I suspect something more elemental explains much of the tragic delay in coming to terms with hard realities. Our moral compass can spin wildly out of control in unfamiliar terrain. The usual defence mechanisms take over: denial of the unthinkable, the instinct to flee, the hope that others will fix it. The longer the silence, the harder it is to come forward because of the added guilt imposed by the rising number of avoidable victims. Finally, inevitably, the evidence overwhelms the protective psychological levee. The reckoning is long, hard, and costly for all involved.

There are moral failings to be sure in these cases, but humans fail morally all the time. More vexing is the failure of curiosity. Why didn't Paterno want to get to the bottom of the allegations about someone he had trusted for decades?
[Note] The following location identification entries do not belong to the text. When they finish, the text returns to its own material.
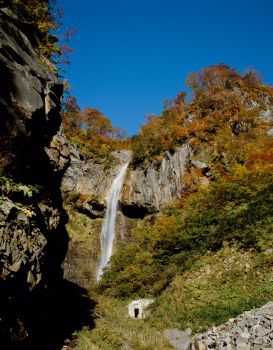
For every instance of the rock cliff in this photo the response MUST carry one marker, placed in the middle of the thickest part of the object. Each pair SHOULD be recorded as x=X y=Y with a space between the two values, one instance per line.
x=146 y=189
x=33 y=156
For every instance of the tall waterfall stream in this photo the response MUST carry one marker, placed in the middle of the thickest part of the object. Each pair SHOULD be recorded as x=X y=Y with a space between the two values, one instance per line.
x=108 y=228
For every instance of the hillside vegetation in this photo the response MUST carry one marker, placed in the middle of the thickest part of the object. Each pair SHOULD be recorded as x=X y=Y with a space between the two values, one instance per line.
x=208 y=256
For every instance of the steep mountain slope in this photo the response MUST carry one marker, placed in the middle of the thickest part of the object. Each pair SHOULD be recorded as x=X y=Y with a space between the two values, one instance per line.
x=33 y=157
x=207 y=256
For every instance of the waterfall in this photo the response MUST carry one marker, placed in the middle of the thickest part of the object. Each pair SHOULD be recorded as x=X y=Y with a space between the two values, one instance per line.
x=108 y=228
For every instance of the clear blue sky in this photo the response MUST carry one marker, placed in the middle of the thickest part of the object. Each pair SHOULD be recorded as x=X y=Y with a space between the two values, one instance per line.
x=130 y=55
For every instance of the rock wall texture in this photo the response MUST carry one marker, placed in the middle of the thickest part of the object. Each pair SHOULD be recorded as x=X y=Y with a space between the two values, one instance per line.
x=33 y=157
x=253 y=330
x=146 y=189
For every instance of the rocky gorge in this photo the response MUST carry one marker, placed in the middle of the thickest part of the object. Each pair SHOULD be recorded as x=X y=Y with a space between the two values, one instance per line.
x=53 y=201
x=34 y=155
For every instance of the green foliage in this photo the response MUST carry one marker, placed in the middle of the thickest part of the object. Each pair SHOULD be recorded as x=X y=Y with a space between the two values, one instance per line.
x=39 y=14
x=218 y=286
x=228 y=212
x=9 y=187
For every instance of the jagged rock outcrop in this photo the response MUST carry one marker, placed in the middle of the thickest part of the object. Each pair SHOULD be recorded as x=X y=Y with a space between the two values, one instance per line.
x=33 y=154
x=146 y=189
x=153 y=187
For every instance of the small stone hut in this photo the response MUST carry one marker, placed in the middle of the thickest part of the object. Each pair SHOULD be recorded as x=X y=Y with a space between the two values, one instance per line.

Why didn’t the graduate assistant who told Paterno what he’d seen – now the receivers coach – follow up on what had become of his revelation? And on purely self-interested grounds, how could senior Penn State officials calculate that a cover-up was a sound risk management strategy?

I’d like to think the CEOs of big-time health care organizations would do better than Paterno if faced with a similar situation. And I’d like to think Paterno would have done the right thing had he ventured outside the adulatory bubble to hear from people whose harm was compounded by powerful people who chose to do nothing.